Another way of evaluating the fit of a given logistic regression model is via a **Classification Table**. The Real Statistics Logistic Regression data analysis tool produces this table. For Example 1 of Comparing Logistic Regression Models the table produced is displayed on the right side of Figure 1.

**Figure 1 – Classification Table**

The table shows a comparison of the number of successes (y = 1) predicted by the logistic regression model compared to the number actually observed and similarly the number of failures (y = 0) predicted by the logistic regression model compared to the number actually observed.

We have four possible outcomes:

**True Positives** (**TP**) = the number of cases which were correctly classified to be positive, i.e. were predicted to be a success and were actually observed to be a success

**False Positives** (**FP**) = the number of cases which were incorrectly classified as positive, i.e. were predicted to be a success but were actually observed to be a failure

**True Negatives** (**TN**) = the number of cases which were correctly classified to be negative, i.e. were predicted to be a failure and were actually observed to be a failure

**False Negatives** (**FN**) = the number of cases which were incorrectly classified as negative, i.e. were predicted to be a negative but were actually observed to be a success

The Classification Table takes the form

where PP = predicted positive = TP + FP, PN = predicted negative = FN + TN, OP = observed positive = TP + FN, ON = observed negative = FP + TN and Tot = the total sample size = TP + FP + FN + TN.

For the data in Figure 1, we have

**TP** = 483 (cell AE6), which can be calculated by the formula =SUMIF(L6:L17,”>=”&AE12,H6:H17)

**FP** = 201 (cell AF6), which can be calculated by the formula =SUMIF(L6:L17,”>=”&AE12,I6:I17)

**FN** = 39 (cell AE7), which can be calculated by the formula =H18-AE6

**TN** = 137 (cell AF7), which can be calculated by the formula =I18-AF6

Here cell AE12 contains the **cutoff** value of .5. Predicted values (in column L) greater than or equal to this value are classified as positive (i.e. predicted to be a success), those less than this value are classified as negative (i.e. predicted to be a failure).
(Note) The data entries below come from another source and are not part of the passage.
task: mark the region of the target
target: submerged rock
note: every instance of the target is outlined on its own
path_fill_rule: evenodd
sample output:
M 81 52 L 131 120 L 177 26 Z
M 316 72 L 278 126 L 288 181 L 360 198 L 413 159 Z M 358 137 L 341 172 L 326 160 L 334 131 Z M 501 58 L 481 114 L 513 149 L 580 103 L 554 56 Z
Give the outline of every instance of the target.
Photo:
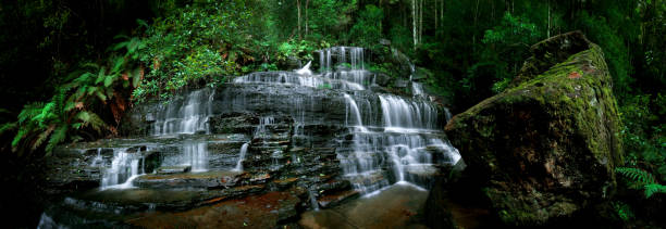
M 532 47 L 519 84 L 454 116 L 446 133 L 505 224 L 547 225 L 607 199 L 622 162 L 601 48 L 579 31 Z

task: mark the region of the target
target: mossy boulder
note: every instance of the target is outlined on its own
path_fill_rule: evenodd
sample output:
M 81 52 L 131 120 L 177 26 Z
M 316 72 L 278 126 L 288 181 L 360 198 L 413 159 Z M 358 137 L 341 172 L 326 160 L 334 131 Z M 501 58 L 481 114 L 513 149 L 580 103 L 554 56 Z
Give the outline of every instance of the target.
M 601 48 L 575 31 L 532 50 L 517 86 L 445 128 L 468 165 L 466 179 L 477 181 L 473 188 L 510 226 L 566 220 L 608 199 L 622 162 L 621 124 Z

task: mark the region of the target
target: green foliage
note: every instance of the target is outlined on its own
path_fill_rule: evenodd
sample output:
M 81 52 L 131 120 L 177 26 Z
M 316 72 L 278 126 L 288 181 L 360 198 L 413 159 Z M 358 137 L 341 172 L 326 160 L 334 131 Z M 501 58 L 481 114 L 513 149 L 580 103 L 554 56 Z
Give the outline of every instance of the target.
M 625 98 L 619 107 L 624 129 L 621 137 L 629 166 L 652 170 L 666 181 L 666 136 L 663 118 L 666 113 L 664 96 L 637 94 Z
M 646 170 L 632 167 L 617 167 L 615 171 L 629 178 L 630 188 L 645 190 L 645 198 L 656 193 L 666 193 L 666 186 L 658 183 L 652 174 Z
M 144 39 L 139 56 L 150 72 L 134 92 L 135 101 L 169 97 L 199 81 L 224 81 L 227 76 L 259 68 L 269 59 L 269 25 L 261 1 L 198 2 L 157 18 Z M 255 66 L 252 68 L 248 66 Z
M 22 155 L 44 147 L 48 155 L 67 139 L 76 141 L 84 139 L 83 136 L 90 139 L 114 130 L 96 113 L 98 105 L 116 103 L 116 89 L 136 87 L 143 77 L 136 62 L 144 44 L 136 37 L 124 38 L 111 47 L 112 53 L 104 65 L 82 64 L 65 77 L 65 84 L 58 87 L 48 103 L 26 104 L 16 122 L 0 127 L 0 133 L 16 131 L 11 143 L 13 152 Z
M 382 20 L 384 12 L 375 5 L 368 4 L 360 12 L 356 24 L 349 31 L 351 40 L 360 47 L 372 47 L 379 44 L 382 37 Z
M 493 75 L 497 81 L 491 88 L 494 93 L 506 89 L 529 55 L 529 47 L 541 38 L 542 35 L 535 24 L 530 23 L 525 16 L 514 16 L 508 12 L 502 17 L 499 25 L 485 30 L 481 42 L 486 47 L 479 64 L 495 68 Z M 477 68 L 477 65 L 471 67 L 468 78 L 478 77 L 474 71 Z M 464 82 L 467 81 L 469 79 Z
M 633 211 L 631 211 L 631 207 L 624 202 L 613 202 L 613 208 L 622 221 L 629 221 L 636 217 L 633 215 Z
M 312 51 L 317 49 L 316 43 L 308 40 L 288 40 L 278 47 L 278 61 L 287 61 L 289 58 L 301 58 L 312 60 Z

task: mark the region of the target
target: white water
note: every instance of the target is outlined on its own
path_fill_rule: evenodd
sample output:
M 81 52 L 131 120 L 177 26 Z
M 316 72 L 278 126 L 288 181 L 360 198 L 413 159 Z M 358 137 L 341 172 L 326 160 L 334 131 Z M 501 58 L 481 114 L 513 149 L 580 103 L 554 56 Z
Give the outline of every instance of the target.
M 379 98 L 386 127 L 433 129 L 437 125 L 437 110 L 428 102 L 391 94 Z
M 320 75 L 301 75 L 289 72 L 261 72 L 236 77 L 236 84 L 298 85 L 320 89 L 363 90 L 358 82 L 329 78 Z
M 414 96 L 423 96 L 423 85 L 419 82 L 411 82 L 411 90 Z
M 361 132 L 367 132 L 368 129 L 363 127 L 363 122 L 360 116 L 360 112 L 358 111 L 358 105 L 356 105 L 356 101 L 349 96 L 345 93 L 345 101 L 347 101 L 347 112 L 345 113 L 345 126 L 349 126 L 349 112 L 355 117 L 356 128 L 358 128 Z
M 190 92 L 182 102 L 171 100 L 153 125 L 153 135 L 195 133 L 208 131 L 213 92 L 201 89 Z
M 240 147 L 240 152 L 238 152 L 238 162 L 236 163 L 236 167 L 234 168 L 234 170 L 243 171 L 243 161 L 245 161 L 245 154 L 247 154 L 248 147 L 249 143 L 244 143 L 243 147 Z
M 310 71 L 310 64 L 312 64 L 312 62 L 308 62 L 308 64 L 306 64 L 303 68 L 297 69 L 296 73 L 300 74 L 300 75 L 312 75 L 312 71 Z
M 133 188 L 132 181 L 144 174 L 144 168 L 139 168 L 140 153 L 126 151 L 113 150 L 111 167 L 102 171 L 101 190 Z
M 185 142 L 183 143 L 182 164 L 192 166 L 192 171 L 200 173 L 208 170 L 208 143 L 207 142 Z

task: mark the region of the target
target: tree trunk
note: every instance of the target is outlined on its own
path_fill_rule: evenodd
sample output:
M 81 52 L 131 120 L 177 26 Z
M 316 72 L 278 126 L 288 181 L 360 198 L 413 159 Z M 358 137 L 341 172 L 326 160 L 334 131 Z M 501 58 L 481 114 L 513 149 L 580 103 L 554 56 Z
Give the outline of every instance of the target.
M 310 3 L 310 0 L 306 0 L 306 37 L 308 36 L 308 3 Z
M 298 39 L 300 40 L 300 0 L 296 0 L 296 9 L 298 9 Z
M 416 34 L 416 0 L 411 0 L 411 37 L 414 38 L 414 50 L 416 50 L 418 42 Z
M 419 5 L 419 43 L 423 42 L 423 0 L 421 0 L 421 4 Z
M 546 30 L 546 37 L 551 37 L 551 0 L 548 0 L 547 4 L 548 4 L 548 28 Z

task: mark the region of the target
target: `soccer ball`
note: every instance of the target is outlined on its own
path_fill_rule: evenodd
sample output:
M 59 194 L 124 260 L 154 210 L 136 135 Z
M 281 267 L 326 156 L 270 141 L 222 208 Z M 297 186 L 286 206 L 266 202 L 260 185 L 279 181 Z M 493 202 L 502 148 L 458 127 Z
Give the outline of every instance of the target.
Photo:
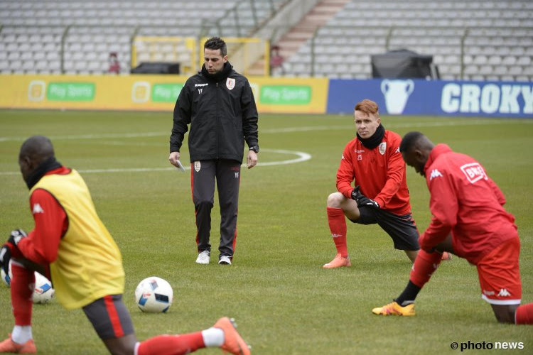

TP is simply the sum of all the value in column H whose predicted probabilities in column L are ≥ .5.

The cutoff value is specified in the Logistic Regression dialog box (see for example Figure 4 of Finding Logistic Regression Coefficients using Excel’s Solver).

Note that FP is the type I error and FN is the type II error described in Hypothesis Testing.

We now can define the following:

**True Positive Rate** (**TPR**), aka **Sensitivity **= TP/OP = 483/522 = .925287 (cell AE10)

**True Negative Rate **(**TNR**), aka **Specificity** = TN/ON = 137/338 = .405325 (cell AF10)

**Accuracy **(**ACC**) = (TP + TN)/Tot = (483 + 137) / 860 = .720930 (cell AG10)

**False Positive Rate** (**FPR**) = 1 – TNR = FP/ON = 201/338 = .594675

**Positive Predictive Value** (**PPV**) = TP/PP = 483/684 = .70614

**Negative Predictive Value** (**NPV**) = TN/PN = 137/176 = .77841

The overall accuracy of the logistic regression model is a measure of the fit of the model. For Example 1 this is .720930, which means that the model is estimated to give an accurate prediction 72% of the time.

Note that the accuracy of each outcome is given in column P of Figure 1. E.g. the accuracy of Temp = 21 and Water = 0 is 93.75% (cell P7), which can be calculated by the formula

=100*IF(L7>=$AE$12,H7/J7,I7/J7)

The total accuracy of the model (cell P18) can then be calculated by the formula

=SUMPRODUCT(P6:P17,J6:J17)/J18

The value of cell P18 is .720930, which is the same value we obtained in the classification table (cell AG10).